The Securities and Exchange Commission (SEC) has voted 3-2 in favor of new rules requiring listed companies to have a policy allowing them to reclaim executive compensation in the event of an accounting restatement and to make related disclosures.

“I believe that these rules will strengthen the transparency and quality of corporate financial statements, investor confidence in those statements, and the accountability of corporate executives to investors,” said SEC Chair Gary Gensler in a press release announcing the vote.

The new rule requires companies to adopt and file written recovery policies for executive compensation in the event of restatements as exhibits to their annual reports and disclose any actions taken to reclaim compensation.
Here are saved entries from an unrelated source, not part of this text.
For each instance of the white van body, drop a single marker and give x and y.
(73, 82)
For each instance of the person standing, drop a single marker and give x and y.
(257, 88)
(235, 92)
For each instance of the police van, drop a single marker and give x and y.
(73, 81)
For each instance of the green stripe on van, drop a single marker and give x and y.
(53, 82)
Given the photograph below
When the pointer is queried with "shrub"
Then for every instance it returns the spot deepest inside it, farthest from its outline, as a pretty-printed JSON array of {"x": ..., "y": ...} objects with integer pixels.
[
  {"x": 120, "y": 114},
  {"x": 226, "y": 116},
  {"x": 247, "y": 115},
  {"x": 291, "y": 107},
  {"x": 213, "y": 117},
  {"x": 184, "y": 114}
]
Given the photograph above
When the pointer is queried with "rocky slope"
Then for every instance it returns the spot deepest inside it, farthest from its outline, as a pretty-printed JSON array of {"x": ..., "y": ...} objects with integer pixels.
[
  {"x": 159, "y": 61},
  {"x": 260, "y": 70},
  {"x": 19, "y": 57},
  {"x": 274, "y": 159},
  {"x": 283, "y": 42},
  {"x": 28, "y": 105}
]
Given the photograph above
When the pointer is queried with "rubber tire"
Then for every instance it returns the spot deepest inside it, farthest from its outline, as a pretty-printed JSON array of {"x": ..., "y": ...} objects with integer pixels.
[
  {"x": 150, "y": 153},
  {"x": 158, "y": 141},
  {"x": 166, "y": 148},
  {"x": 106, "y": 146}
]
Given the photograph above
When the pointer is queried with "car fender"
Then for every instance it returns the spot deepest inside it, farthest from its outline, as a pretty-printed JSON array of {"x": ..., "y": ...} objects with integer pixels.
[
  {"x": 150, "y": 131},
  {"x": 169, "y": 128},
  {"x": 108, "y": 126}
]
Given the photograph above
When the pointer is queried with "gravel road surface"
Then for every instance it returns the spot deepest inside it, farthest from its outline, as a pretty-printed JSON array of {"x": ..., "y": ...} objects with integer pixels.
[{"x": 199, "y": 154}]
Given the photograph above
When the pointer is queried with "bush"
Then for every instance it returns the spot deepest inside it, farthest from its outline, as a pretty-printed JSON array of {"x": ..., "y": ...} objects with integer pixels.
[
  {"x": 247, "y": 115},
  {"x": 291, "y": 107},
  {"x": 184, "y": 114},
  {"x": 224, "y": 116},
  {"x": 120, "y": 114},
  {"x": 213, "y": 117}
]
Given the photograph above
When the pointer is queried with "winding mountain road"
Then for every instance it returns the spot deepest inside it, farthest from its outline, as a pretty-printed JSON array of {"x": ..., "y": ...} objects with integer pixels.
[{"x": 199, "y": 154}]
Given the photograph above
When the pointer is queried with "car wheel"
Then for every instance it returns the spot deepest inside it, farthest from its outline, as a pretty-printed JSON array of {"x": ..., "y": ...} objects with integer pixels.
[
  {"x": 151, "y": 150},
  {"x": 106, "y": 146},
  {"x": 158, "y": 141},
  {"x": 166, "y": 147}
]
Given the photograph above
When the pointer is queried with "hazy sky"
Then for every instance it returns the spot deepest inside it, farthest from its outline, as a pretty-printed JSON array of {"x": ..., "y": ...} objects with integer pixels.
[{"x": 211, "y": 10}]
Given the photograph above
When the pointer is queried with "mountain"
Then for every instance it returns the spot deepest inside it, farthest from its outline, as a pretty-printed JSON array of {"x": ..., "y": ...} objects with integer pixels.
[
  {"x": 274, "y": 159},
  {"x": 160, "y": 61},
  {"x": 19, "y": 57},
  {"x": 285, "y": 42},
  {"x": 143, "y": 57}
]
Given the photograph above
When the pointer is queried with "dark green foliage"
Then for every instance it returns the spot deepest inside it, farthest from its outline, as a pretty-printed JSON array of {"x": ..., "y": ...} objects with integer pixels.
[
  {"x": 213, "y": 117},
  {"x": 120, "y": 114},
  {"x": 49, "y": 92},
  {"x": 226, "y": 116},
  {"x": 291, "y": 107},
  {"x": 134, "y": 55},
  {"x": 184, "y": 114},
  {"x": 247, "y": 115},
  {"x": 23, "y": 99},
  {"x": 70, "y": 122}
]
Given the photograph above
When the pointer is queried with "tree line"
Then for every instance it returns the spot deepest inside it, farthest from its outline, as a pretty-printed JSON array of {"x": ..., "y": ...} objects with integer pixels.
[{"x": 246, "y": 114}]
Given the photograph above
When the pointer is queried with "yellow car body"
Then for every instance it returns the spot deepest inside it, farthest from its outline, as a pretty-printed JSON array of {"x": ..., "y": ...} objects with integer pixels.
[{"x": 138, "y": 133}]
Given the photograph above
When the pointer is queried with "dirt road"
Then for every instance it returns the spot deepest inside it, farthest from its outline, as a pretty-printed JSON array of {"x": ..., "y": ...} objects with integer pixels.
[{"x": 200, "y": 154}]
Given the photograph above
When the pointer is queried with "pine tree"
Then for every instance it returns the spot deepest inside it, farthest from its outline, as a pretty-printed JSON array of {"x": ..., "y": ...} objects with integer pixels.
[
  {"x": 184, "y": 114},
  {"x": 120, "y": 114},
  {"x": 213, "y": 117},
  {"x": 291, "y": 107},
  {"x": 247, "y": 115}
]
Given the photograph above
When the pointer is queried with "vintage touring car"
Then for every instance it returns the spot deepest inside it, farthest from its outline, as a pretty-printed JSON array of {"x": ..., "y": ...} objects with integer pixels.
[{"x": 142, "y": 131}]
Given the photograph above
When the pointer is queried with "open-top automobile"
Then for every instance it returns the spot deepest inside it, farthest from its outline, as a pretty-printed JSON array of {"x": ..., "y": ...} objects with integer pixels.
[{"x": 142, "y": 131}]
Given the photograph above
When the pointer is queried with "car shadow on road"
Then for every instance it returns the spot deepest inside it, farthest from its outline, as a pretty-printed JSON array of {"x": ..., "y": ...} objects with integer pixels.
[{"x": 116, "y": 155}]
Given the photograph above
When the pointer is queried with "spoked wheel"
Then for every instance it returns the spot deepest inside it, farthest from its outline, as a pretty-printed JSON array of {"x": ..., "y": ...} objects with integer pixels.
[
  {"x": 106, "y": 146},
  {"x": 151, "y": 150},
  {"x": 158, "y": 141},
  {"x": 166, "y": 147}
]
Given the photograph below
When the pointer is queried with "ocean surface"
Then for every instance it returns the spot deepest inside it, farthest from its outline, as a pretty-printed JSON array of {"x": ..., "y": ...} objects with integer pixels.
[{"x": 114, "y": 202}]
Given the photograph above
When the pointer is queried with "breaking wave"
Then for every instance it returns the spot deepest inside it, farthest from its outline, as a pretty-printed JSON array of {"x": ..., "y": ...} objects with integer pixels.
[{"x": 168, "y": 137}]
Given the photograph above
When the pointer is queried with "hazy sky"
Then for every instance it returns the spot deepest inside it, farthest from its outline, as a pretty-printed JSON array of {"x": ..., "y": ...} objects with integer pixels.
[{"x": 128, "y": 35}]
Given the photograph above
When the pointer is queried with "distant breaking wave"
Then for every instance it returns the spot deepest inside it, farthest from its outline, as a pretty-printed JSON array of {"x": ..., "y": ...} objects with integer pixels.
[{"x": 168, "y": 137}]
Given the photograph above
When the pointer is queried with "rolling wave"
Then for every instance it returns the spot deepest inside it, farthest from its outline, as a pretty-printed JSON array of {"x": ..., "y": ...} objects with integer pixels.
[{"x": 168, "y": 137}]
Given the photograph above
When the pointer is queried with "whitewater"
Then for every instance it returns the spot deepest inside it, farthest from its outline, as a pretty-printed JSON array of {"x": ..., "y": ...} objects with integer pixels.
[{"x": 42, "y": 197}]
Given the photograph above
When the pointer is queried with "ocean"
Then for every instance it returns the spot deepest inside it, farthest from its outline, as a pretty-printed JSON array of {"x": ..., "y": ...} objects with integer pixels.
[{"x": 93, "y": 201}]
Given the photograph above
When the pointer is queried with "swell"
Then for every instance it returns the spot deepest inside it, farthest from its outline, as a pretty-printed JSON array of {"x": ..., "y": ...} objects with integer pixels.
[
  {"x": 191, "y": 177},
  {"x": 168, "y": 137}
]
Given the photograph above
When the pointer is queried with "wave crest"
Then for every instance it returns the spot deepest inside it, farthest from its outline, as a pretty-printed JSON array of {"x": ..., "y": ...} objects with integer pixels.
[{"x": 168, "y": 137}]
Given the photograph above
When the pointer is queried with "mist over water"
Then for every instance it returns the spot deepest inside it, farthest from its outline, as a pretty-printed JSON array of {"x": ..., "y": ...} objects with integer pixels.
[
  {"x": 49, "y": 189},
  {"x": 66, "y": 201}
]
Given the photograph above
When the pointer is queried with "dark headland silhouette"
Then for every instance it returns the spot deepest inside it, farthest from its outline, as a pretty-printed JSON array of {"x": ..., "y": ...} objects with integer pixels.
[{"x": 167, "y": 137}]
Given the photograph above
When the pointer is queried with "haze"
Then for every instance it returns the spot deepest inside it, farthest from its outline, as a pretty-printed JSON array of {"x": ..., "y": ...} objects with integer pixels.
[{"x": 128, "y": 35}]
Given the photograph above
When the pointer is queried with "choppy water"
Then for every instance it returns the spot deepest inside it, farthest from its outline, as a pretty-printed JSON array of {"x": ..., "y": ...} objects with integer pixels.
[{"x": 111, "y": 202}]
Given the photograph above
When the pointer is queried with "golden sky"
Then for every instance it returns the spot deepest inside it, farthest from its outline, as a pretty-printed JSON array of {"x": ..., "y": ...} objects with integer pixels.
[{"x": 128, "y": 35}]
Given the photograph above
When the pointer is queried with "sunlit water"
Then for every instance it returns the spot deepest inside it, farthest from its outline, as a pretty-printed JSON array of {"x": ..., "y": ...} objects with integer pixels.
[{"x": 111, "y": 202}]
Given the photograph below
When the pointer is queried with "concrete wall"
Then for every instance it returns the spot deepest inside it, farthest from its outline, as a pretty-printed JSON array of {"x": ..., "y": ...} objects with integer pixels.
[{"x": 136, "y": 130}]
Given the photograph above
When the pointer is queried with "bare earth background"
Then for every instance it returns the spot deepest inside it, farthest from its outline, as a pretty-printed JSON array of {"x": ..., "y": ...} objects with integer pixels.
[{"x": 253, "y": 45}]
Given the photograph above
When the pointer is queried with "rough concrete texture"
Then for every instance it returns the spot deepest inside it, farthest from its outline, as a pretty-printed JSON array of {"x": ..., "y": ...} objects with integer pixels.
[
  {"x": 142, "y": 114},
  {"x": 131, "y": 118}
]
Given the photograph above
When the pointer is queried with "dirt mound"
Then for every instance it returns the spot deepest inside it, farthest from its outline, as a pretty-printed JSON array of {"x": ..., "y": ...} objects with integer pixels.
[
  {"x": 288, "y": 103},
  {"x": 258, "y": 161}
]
The clawbacks could effect compensation for each of the three years prior to a restatement.

Commissioners Peirce and Uyeda, the two Republican members of the body, voted against the proposal, with Gensler casting the deciding vote.

The rule’s opponents said that the provisions were overly prescriptive and failed to reflect that share-based compensation had outgrown performance-related bonuses, and criticized the SEC’s lack of a fresh economic analysis since the rule was first applied in 2015.

However, Commissioner Jamie Lizarraga said that the rate of adoption of voluntary clawbacks made the need for a standardized policy “even clearer.”

Companies will have a year and 60 days to comply with the new rule.